Posted by "Owen O'Malley (JIRA)" <ji...@apache.org>.

     [ https://issues.apache.org/jira/browse/HADOOP-2080?page=com.atlassian.jira.plugin.system.issuetabpanels:all-tabpanel ]

Owen O'Malley updated HADOOP-2080:
----------------------------------

    Attachment: hadoop-2080.patch

This patch fixes the checksum file system to use integer math instead of floating point math and includes a test case. It also updates the checksum filesystem to cache the value of bytes per a checksum rather than continually refetching it from the config.

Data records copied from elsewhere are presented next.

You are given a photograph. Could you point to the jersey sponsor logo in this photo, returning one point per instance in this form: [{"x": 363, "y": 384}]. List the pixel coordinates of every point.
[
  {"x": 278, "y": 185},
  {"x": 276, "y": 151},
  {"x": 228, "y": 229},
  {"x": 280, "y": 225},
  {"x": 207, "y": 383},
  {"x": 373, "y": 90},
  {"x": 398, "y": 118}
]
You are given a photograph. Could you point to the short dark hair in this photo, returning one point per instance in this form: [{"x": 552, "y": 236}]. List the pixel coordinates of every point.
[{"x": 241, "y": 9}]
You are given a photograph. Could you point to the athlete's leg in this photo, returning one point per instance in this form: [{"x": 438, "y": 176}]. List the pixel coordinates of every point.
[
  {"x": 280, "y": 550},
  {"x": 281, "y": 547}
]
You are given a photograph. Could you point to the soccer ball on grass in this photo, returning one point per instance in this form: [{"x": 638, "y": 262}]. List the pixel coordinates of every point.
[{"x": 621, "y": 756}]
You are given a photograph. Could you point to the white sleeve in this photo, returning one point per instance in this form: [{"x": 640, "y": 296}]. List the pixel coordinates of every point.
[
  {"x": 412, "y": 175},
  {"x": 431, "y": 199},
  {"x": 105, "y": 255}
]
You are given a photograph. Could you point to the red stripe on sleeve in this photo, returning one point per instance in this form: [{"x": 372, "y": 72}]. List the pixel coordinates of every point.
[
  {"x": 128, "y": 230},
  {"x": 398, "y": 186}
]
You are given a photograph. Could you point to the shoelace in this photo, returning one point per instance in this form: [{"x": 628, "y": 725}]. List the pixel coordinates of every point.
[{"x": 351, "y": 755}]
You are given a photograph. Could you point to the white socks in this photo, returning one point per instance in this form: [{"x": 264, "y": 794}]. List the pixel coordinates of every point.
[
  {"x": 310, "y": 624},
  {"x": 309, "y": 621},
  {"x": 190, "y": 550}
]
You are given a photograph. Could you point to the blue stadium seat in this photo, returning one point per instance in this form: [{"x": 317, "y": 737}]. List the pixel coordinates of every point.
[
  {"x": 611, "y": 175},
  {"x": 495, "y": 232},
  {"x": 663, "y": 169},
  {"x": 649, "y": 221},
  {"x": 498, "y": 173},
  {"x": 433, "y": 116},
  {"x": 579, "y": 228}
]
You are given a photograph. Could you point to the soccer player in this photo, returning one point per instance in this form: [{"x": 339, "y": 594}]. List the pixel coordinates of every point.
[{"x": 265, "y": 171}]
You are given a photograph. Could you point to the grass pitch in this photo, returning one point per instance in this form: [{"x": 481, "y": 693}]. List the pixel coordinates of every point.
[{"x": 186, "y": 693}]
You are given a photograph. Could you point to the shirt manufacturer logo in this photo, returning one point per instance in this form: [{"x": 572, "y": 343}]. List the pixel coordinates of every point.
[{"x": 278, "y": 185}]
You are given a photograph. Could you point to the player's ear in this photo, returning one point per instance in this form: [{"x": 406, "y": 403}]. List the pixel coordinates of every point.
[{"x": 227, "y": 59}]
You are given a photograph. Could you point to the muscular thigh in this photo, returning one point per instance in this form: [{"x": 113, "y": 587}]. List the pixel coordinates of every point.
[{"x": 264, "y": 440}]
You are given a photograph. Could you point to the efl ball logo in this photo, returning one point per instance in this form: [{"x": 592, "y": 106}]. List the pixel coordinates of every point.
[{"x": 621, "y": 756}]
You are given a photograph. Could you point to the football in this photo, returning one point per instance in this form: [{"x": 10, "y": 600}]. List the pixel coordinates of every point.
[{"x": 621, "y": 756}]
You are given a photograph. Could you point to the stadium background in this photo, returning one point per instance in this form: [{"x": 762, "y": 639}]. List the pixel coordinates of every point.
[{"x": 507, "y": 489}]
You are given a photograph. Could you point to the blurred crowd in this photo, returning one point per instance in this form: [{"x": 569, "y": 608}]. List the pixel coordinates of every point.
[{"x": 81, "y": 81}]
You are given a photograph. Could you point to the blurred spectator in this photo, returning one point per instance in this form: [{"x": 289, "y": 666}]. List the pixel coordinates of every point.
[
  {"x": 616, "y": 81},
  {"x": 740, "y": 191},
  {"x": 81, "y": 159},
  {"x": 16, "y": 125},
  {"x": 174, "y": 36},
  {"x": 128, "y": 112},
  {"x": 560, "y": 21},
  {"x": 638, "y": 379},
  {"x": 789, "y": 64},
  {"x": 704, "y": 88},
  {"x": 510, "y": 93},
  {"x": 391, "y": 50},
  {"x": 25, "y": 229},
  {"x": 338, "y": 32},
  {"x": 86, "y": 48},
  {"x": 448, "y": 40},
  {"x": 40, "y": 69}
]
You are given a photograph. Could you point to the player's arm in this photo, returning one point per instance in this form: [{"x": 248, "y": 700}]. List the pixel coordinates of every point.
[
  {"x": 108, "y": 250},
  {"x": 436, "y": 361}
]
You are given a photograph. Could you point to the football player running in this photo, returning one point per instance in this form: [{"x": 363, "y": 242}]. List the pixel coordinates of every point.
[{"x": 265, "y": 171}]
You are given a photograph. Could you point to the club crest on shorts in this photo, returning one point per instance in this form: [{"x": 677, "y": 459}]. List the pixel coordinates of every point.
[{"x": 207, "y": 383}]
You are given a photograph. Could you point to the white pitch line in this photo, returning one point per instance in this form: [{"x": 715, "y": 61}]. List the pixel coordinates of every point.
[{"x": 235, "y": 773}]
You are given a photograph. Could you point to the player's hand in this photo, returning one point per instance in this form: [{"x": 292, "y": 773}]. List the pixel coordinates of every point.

> ChecksumFileSystem checksum file size incorrect.
> ------------------------------------------------
>
>                 Key: HADOOP-2080
>                 URL: https://issues.apache.org/jira/browse/HADOOP-2080
>             Project: Hadoop
>          Issue Type: Bug
>          Components: fs
>    Affects Versions: 0.14.0, 0.14.1, 0.14.2
>         Environment: Sun jdk1.6.0_02 running on Linux CentOS 5
>            Reporter: Richard Lee
>            Priority: Blocker
>             Fix For: 0.15.0
>
>         Attachments: ChecksumFileSystem.java.patch, hadoop-2080.patch, TestInternalFilesystem.java
>
>
> Periodically, reduce tasks hang. When the log for the task is consulted, you see a stacktrace that looks like this:
> 2007-10-18 17:02:04,227 WARN org.apache.hadoop.mapred.ReduceTask: java.io.IOException: Insufficient space
> 	at org.apache.hadoop.fs.InMemoryFileSystem$RawInMemoryFileSystem$InMemoryOutputStream.write(InMemoryFileSystem.java:174)
> 	at org.apache.hadoop.fs.FSDataOutputStream$PositionCache.write(FSDataOutputStream.java:39)
> 	at java.io.DataOutputStream.write(DataOutputStream.java:90)
> 	at java.io.FilterOutputStream.write(FilterOutputStream.java:80)
> 	at org.apache.hadoop.fs.ChecksumFileSystem$ChecksumFSOutputSummer.writeChunk(ChecksumFileSystem.java:326)
> 	at org.apache.hadoop.fs.FSOutputSummer.writeChecksumChunk(FSOutputSummer.java:140)
> 	at org.apache.hadoop.fs.FSOutputSummer.flushBuffer(FSOutputSummer.java:122)
> 	at org.apache.hadoop.fs.ChecksumFileSystem$ChecksumFSOutputSummer.close(ChecksumFileSystem.java:310)
> 	at org.apache.hadoop.fs.FSDataOutputStream$PositionCache.close(FSDataOutputStream.java:49)
> 	at org.apache.hadoop.fs.FSDataOutputStream.close(FSDataOutputStream.java:64)
> 	at org.apache.hadoop.mapred.MapOutputLocation.getFile(MapOutputLocation.java:253)
> 	at org.apache.hadoop.mapred.ReduceTask$ReduceCopier$MapOutputCopier.copyOutput(ReduceTask.java:685)
> 	at org.apache.hadoop.mapred.ReduceTask$ReduceCopier$MapOutputCopier.run(ReduceTask.java:637)
> The problem stems from a miscalculation of the checksum file created in the InMemoryFileSystem associated with the data being copied from a completed mapper task to the reducer task.
> The method used for calculating checksum file size is the following (ChecksumFileSystem:318):
> ((long)(Math.ceil((float)size/bytesPerSum)) + 1) * 4 + CHECKSUM_VERSION.length;
> The issue here is the cast to float.  Floating point numbers have only 24 bits of precision, thus will return short values on any size over 0x1000000.  The fix is to replace this calculation with something that doesn't cast to float.
> (((size+1)/bytesPerSum) + 2) * 4 + CHECKSUM_VERSION.length

-- 
This message is automatically generated by JIRA.
-
You can reply to this email to add a comment to the issue online.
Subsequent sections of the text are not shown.